Gary Rensing

Personal information
- Date of birth: October 5, 1947 (age 78)
- Place of birth: St. Louis, Missouri, U.S.
- Position: Defender

Youth career
- 1967–1969: St. Louis University

Senior career*
- Years: Team / Apps / (Gls)
- 1970–1977: St Louis Stars / 148 / (0)
- 1978: Chicago Sting / 16 / (0)

International career
- 1972: United States / 4 / (0)

Managerial career
- STLCC-Forest Park

= Gary Rensing =

American soccer player and coach

Gary Rensing is an American retired soccer defender who played nine seasons in the North American Soccer League and earned four caps with the U.S. national team.

==Player==

===Youth===
Rensing attended St. Louis University where he was a member of the men's soccer team from 1967 to 1969. In 1967, the Billikens shared the national title with the Michigan State Spartans after the game was called after 42 minutes of scoreless overtime for deteriorating weather conditions. In 1969, the team won the title with a 4–0 victory over the University of San Francisco.

===NASL===
In 1970, the St Louis Stars of the North American Soccer League (NASL) signed Rensing out of college. He went on to play eight seasons with the Stars before the team folded at the end of the 1977 season. Rensing then moved to the Chicago Sting for the 1978 season. Rensing retired at the end of the 1978 season.

===National team===
Rensing earned four caps, all of them World Cup qualifiers, in 1972. The U.S. went 0-3-1 and failed to qualify for the cup finals. While Rensing played all four games, he never played an entire game.
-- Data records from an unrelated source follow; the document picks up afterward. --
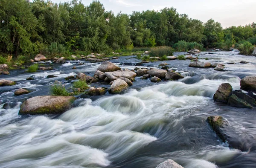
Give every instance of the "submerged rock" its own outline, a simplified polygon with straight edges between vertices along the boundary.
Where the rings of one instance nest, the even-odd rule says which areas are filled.
[[[173,160],[169,159],[160,163],[156,168],[184,168]]]
[[[109,61],[104,61],[97,68],[97,70],[103,72],[113,72],[120,70],[121,68],[112,62]]]
[[[19,114],[61,113],[71,108],[76,99],[73,96],[43,96],[34,97],[22,103]]]
[[[213,96],[214,101],[227,103],[232,89],[232,86],[228,83],[221,84]]]

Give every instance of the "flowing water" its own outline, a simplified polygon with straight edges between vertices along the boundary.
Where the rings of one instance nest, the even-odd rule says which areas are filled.
[[[169,159],[185,168],[256,167],[256,110],[212,99],[221,83],[239,89],[241,78],[255,75],[256,57],[222,52],[199,56],[201,61],[206,58],[225,64],[229,71],[189,67],[190,60],[162,61],[186,77],[157,84],[136,77],[125,94],[82,95],[76,107],[60,115],[20,116],[18,112],[24,100],[49,94],[55,80],[68,87],[72,84],[65,77],[79,72],[93,75],[99,63],[71,61],[51,64],[54,70],[47,72],[10,71],[1,78],[18,84],[0,87],[0,167],[155,168]],[[239,63],[241,60],[250,63]],[[135,56],[111,61],[130,69],[140,62]],[[157,67],[162,62],[137,67]],[[227,64],[231,62],[236,64]],[[72,70],[74,66],[77,70]],[[57,77],[47,78],[48,75]],[[26,80],[32,75],[35,80]],[[104,82],[91,85],[109,87]],[[19,88],[34,91],[14,96]],[[10,103],[7,110],[3,108],[6,102]],[[230,149],[222,142],[207,123],[210,115],[227,119],[236,130],[233,136],[244,139],[250,149]]]

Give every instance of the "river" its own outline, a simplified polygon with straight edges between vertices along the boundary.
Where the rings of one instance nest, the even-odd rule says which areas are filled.
[[[135,67],[140,62],[136,57],[111,61],[130,69],[157,68],[166,62],[186,77],[155,84],[137,77],[124,94],[81,95],[76,107],[61,115],[21,116],[18,112],[23,101],[49,95],[55,80],[68,87],[72,84],[64,80],[66,77],[79,72],[92,76],[100,63],[49,61],[43,64],[54,70],[32,73],[13,70],[11,75],[0,76],[0,79],[18,84],[0,87],[0,167],[153,168],[169,159],[185,168],[256,167],[256,151],[230,148],[206,122],[209,116],[222,116],[236,130],[233,136],[242,141],[250,137],[244,142],[253,148],[256,110],[215,102],[213,97],[221,84],[229,83],[233,89],[239,89],[241,78],[255,75],[256,57],[233,52],[202,52],[199,56],[201,61],[224,64],[227,72],[189,67],[190,60]],[[239,63],[241,60],[250,63]],[[236,64],[227,64],[230,62]],[[77,69],[72,70],[75,66]],[[47,78],[49,75],[57,77]],[[26,80],[32,75],[35,80]],[[104,82],[91,86],[110,87]],[[34,91],[15,96],[19,88]],[[12,103],[10,108],[3,108],[6,102]]]

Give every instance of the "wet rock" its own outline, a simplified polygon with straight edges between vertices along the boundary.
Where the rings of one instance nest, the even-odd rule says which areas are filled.
[[[19,114],[33,115],[61,113],[71,108],[76,99],[73,96],[43,96],[34,97],[22,103]]]
[[[165,75],[166,80],[178,80],[184,78],[181,75],[174,72],[169,72]]]
[[[148,71],[148,70],[145,70],[144,69],[141,69],[138,70],[136,72],[138,76],[142,76],[146,74],[147,72]]]
[[[91,87],[88,91],[88,94],[90,96],[104,95],[106,93],[107,91],[102,87],[95,88]]]
[[[252,109],[253,107],[245,101],[236,96],[234,94],[232,94],[229,98],[227,104],[231,106],[240,108],[248,108]]]
[[[163,70],[153,69],[148,70],[147,73],[152,76],[156,76],[160,79],[165,78],[167,71]]]
[[[240,81],[241,89],[256,93],[256,76],[247,76]]]
[[[212,64],[208,62],[193,62],[189,64],[189,67],[197,68],[209,68],[212,67]]]
[[[52,75],[49,75],[46,77],[47,78],[55,78],[57,77],[57,76],[55,76]]]
[[[137,74],[131,71],[115,71],[105,72],[105,75],[111,81],[114,81],[119,78],[125,78],[131,79],[134,78]]]
[[[39,69],[39,70],[46,71],[46,70],[52,70],[53,69],[51,67],[40,67]]]
[[[213,96],[214,101],[227,103],[232,89],[232,86],[228,83],[221,84]]]
[[[154,76],[154,77],[151,78],[150,81],[152,82],[155,82],[155,83],[160,82],[162,81],[161,79],[160,79],[159,78],[157,78],[156,76]]]
[[[20,89],[17,90],[14,92],[14,95],[15,96],[19,96],[19,95],[25,95],[26,94],[28,94],[31,92],[31,91],[27,90],[26,89],[20,88]]]
[[[112,94],[120,94],[128,88],[126,82],[121,79],[116,79],[114,81],[108,91]]]
[[[16,84],[16,82],[13,81],[8,81],[5,79],[0,80],[0,86],[12,86]]]
[[[120,67],[117,67],[112,62],[107,61],[102,62],[97,69],[97,70],[103,72],[116,71],[120,70],[121,68]]]
[[[41,61],[47,60],[47,58],[41,54],[38,54],[35,57],[35,61]]]
[[[173,160],[169,159],[160,163],[156,168],[184,168]]]

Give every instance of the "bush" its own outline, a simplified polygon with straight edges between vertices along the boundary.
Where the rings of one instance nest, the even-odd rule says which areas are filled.
[[[37,64],[35,64],[31,65],[28,68],[28,72],[36,72],[37,70],[38,69],[38,65]]]
[[[238,47],[240,54],[242,55],[250,55],[254,50],[254,46],[249,41],[245,41],[240,44]]]
[[[162,57],[164,55],[172,55],[173,49],[170,46],[163,46],[152,48],[150,50],[149,55],[151,57]]]
[[[73,86],[75,88],[80,88],[81,91],[84,91],[90,87],[87,85],[86,81],[80,79],[74,82]]]
[[[177,59],[179,60],[186,60],[184,55],[180,55],[177,57]]]
[[[53,96],[70,96],[65,86],[60,83],[55,82],[51,87],[51,92]]]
He came off for Larry Hausmann in the August 20, 1972 loss to Canada, his first with the national team and he came on for Walner Mata in the September 10, 1972 loss to Mexico, his last game with the national team.

==Coach==
Rensing has also coached with Forest Park Community College.

Rensing was inducted into the St. Louis Soccer Hall of Fame in 2001.